What have I learnt throughout this parenting journey?
Children aren’t mini-adults.
I have learnt that parenting is a life-long task and goes though its natural ups and downs as we and our children grow older. Children have minds and opinions and model their behavior on their parent’s values and actions. I have learnt that they need to be respected, that they need boundaries because boundaries give them security.
Children will push and test parental limits and yet, we need to hold firm. They need to understand that it’s the parent’s house and their rules (even when it comes to finances). My daughter has been able to negotiate with me for almost anything and I believe it has helped her interpersonal, persuasive and communications skills. From a dozen or more non-negotiable things, we’re down to maybe three. Earlier, food rules, bedtime, homework and tidying up were carved in stone, though of course with a few exceptions. I believe that to raise a happy child with a sense of values, a parent has to recede more and more into the background always available but letting the child explore her capabilities. Parenting is not a popularity contest or a responsibility one can choose to abdicate.

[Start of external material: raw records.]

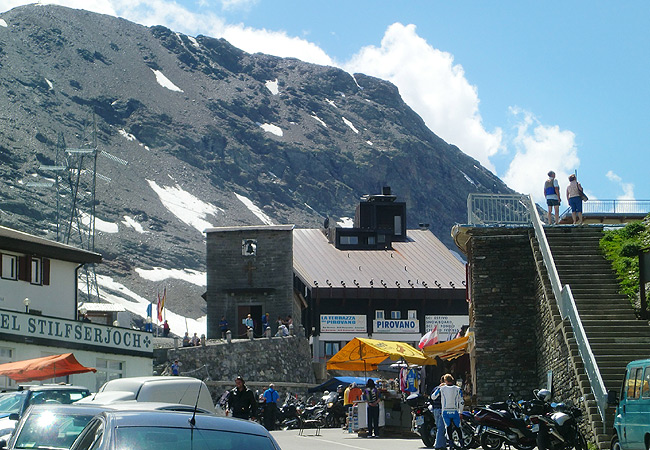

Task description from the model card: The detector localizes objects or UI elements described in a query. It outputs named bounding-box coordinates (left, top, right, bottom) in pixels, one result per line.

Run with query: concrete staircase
left=545, top=226, right=650, bottom=449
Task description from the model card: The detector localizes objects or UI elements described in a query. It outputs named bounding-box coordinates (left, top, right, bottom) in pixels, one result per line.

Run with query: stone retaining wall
left=155, top=336, right=316, bottom=402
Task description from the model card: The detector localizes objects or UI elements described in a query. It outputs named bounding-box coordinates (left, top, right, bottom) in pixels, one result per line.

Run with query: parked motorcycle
left=474, top=394, right=537, bottom=450
left=530, top=389, right=587, bottom=450
left=406, top=394, right=479, bottom=449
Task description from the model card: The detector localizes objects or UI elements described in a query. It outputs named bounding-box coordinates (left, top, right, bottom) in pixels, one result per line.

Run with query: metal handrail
left=467, top=193, right=531, bottom=225
left=529, top=196, right=607, bottom=424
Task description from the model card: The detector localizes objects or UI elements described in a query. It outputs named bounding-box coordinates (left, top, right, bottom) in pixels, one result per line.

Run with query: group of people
left=544, top=170, right=587, bottom=225
left=183, top=331, right=201, bottom=347
left=226, top=376, right=280, bottom=430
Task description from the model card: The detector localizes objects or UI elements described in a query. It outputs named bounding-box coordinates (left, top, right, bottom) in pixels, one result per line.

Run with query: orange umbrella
left=0, top=353, right=97, bottom=382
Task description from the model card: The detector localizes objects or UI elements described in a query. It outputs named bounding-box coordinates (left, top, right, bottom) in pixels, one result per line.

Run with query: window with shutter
left=42, top=258, right=50, bottom=286
left=18, top=255, right=32, bottom=281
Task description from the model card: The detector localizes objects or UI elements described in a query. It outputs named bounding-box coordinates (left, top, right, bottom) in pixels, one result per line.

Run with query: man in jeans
left=366, top=379, right=379, bottom=437
left=432, top=373, right=465, bottom=449
left=431, top=377, right=447, bottom=450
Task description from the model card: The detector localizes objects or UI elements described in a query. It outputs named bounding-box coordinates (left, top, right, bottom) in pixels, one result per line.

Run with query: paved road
left=271, top=428, right=426, bottom=450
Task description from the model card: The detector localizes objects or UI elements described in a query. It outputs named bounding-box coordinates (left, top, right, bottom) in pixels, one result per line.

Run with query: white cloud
left=344, top=23, right=502, bottom=171
left=503, top=108, right=580, bottom=203
left=605, top=170, right=635, bottom=200
left=220, top=24, right=334, bottom=66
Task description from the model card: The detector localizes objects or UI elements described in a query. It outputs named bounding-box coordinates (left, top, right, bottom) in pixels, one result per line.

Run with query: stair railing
left=528, top=195, right=607, bottom=430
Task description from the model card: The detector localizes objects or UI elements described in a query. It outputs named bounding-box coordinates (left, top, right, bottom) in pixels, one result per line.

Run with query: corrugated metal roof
left=0, top=226, right=102, bottom=263
left=293, top=229, right=465, bottom=289
left=78, top=302, right=126, bottom=312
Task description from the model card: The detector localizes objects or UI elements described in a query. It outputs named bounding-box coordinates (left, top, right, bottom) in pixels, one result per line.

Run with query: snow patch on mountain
left=147, top=180, right=223, bottom=233
left=151, top=69, right=183, bottom=92
left=187, top=36, right=201, bottom=50
left=311, top=113, right=327, bottom=128
left=79, top=211, right=119, bottom=233
left=93, top=275, right=207, bottom=336
left=122, top=216, right=147, bottom=233
left=260, top=123, right=284, bottom=137
left=265, top=78, right=280, bottom=95
left=117, top=129, right=135, bottom=141
left=135, top=267, right=207, bottom=287
left=341, top=117, right=359, bottom=134
left=234, top=192, right=273, bottom=225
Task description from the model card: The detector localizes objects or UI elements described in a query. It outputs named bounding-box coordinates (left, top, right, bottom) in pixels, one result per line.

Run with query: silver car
left=0, top=402, right=210, bottom=450
left=70, top=411, right=280, bottom=450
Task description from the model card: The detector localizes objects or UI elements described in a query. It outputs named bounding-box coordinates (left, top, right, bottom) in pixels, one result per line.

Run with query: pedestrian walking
left=172, top=359, right=181, bottom=376
left=219, top=316, right=228, bottom=339
left=434, top=373, right=465, bottom=450
left=227, top=376, right=257, bottom=419
left=431, top=377, right=447, bottom=450
left=544, top=170, right=561, bottom=225
left=566, top=174, right=586, bottom=225
left=264, top=383, right=280, bottom=431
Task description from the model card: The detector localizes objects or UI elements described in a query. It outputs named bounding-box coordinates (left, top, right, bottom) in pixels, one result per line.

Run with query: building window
left=0, top=348, right=16, bottom=389
left=325, top=342, right=341, bottom=358
left=241, top=239, right=257, bottom=256
left=95, top=358, right=125, bottom=391
left=2, top=255, right=18, bottom=280
left=30, top=258, right=43, bottom=284
left=341, top=236, right=359, bottom=245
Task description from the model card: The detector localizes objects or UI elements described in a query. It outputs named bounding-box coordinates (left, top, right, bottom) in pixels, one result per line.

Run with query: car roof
left=100, top=376, right=202, bottom=392
left=19, top=384, right=90, bottom=392
left=21, top=402, right=212, bottom=415
left=100, top=410, right=270, bottom=436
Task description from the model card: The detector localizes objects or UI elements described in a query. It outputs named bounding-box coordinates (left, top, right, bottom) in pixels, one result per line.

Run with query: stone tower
left=205, top=225, right=300, bottom=339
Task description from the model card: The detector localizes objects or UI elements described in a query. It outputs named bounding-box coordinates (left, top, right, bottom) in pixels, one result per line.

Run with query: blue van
left=607, top=359, right=650, bottom=450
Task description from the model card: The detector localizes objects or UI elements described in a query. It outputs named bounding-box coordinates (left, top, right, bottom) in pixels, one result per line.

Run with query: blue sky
left=0, top=0, right=650, bottom=205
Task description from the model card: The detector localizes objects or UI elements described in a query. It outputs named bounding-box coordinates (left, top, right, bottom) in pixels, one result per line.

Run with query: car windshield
left=29, top=389, right=90, bottom=405
left=0, top=391, right=26, bottom=415
left=14, top=411, right=94, bottom=449
left=115, top=426, right=275, bottom=450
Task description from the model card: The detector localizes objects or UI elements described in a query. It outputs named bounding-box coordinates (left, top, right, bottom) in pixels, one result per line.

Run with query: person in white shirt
left=431, top=373, right=465, bottom=449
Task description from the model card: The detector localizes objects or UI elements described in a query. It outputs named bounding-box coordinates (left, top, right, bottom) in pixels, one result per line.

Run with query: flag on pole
left=418, top=325, right=438, bottom=350
left=158, top=287, right=167, bottom=322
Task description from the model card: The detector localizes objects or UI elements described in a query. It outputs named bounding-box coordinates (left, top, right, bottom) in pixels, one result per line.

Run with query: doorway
left=237, top=305, right=262, bottom=338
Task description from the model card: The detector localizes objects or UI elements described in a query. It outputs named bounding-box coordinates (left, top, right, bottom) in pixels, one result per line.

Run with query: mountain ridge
left=0, top=5, right=512, bottom=328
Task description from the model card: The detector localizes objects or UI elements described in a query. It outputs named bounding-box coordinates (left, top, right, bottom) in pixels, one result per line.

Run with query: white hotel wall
left=0, top=251, right=79, bottom=320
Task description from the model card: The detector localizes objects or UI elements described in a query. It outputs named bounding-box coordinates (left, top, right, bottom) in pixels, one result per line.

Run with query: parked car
left=74, top=376, right=215, bottom=413
left=70, top=411, right=280, bottom=450
left=0, top=402, right=209, bottom=450
left=607, top=359, right=650, bottom=450
left=0, top=384, right=90, bottom=442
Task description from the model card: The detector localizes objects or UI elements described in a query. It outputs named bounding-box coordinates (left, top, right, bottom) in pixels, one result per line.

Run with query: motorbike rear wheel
left=481, top=432, right=503, bottom=450
left=420, top=422, right=436, bottom=448
left=574, top=431, right=587, bottom=450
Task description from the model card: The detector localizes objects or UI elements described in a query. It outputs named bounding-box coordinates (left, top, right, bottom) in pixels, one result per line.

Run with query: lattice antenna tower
left=34, top=114, right=127, bottom=302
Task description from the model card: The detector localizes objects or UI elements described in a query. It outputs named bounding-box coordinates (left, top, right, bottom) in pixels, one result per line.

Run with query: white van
left=78, top=376, right=215, bottom=413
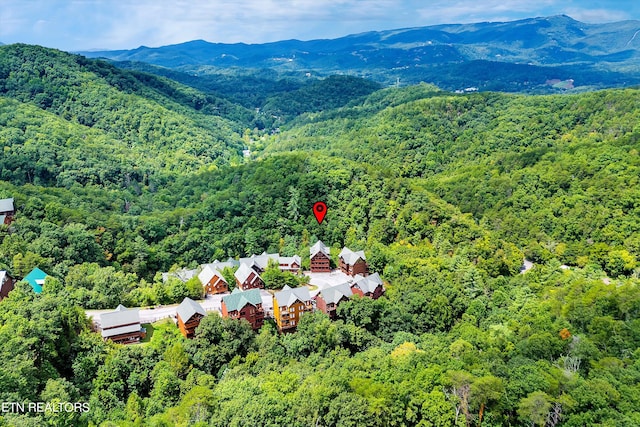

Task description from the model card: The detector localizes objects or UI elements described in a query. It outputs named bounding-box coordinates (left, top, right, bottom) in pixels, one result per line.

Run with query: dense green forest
left=0, top=45, right=640, bottom=427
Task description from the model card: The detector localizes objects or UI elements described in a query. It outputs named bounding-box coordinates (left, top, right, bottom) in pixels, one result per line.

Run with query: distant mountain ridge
left=81, top=15, right=640, bottom=90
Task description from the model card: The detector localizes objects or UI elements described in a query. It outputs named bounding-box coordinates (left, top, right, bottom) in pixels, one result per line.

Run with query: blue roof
left=23, top=267, right=48, bottom=294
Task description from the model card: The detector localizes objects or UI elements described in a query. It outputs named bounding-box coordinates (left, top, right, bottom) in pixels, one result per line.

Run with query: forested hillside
left=0, top=45, right=640, bottom=427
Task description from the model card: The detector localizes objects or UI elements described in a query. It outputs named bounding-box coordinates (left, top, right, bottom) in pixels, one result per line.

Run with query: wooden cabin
left=22, top=267, right=48, bottom=294
left=339, top=246, right=369, bottom=276
left=315, top=283, right=353, bottom=320
left=222, top=288, right=264, bottom=330
left=0, top=270, right=15, bottom=301
left=100, top=304, right=146, bottom=344
left=0, top=199, right=16, bottom=225
left=234, top=264, right=264, bottom=291
left=351, top=273, right=384, bottom=299
left=176, top=297, right=207, bottom=338
left=309, top=240, right=331, bottom=273
left=273, top=285, right=313, bottom=332
left=198, top=263, right=229, bottom=295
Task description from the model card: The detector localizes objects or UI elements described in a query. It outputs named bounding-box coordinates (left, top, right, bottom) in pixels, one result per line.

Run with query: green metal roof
left=23, top=267, right=48, bottom=294
left=222, top=289, right=262, bottom=311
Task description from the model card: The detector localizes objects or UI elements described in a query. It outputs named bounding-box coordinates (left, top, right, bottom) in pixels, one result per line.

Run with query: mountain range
left=80, top=15, right=640, bottom=91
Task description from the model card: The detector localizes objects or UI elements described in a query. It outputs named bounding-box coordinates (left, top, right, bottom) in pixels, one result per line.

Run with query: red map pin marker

I haven’t always been patient, or good-tempered, but I’ve been consistent. I’ve learnt that children are resilient and accept your apology for an outburst, and learn how to manage conflict. They learn that anger doesn’t mean love has left the room.
The job of parenting cannot be outsourced…..not to grandparents, nor ayahs or nannies, however loving.
I’ve built a living around my child’s needs without having a support system. I believe children are a huge responsibility and whatever the situation maybe, their upbringing as a future future citizen of the world is my responsibility. Watching my girl find her feet and negotiate with the world on her own terms makes me satisfied and immensely happy.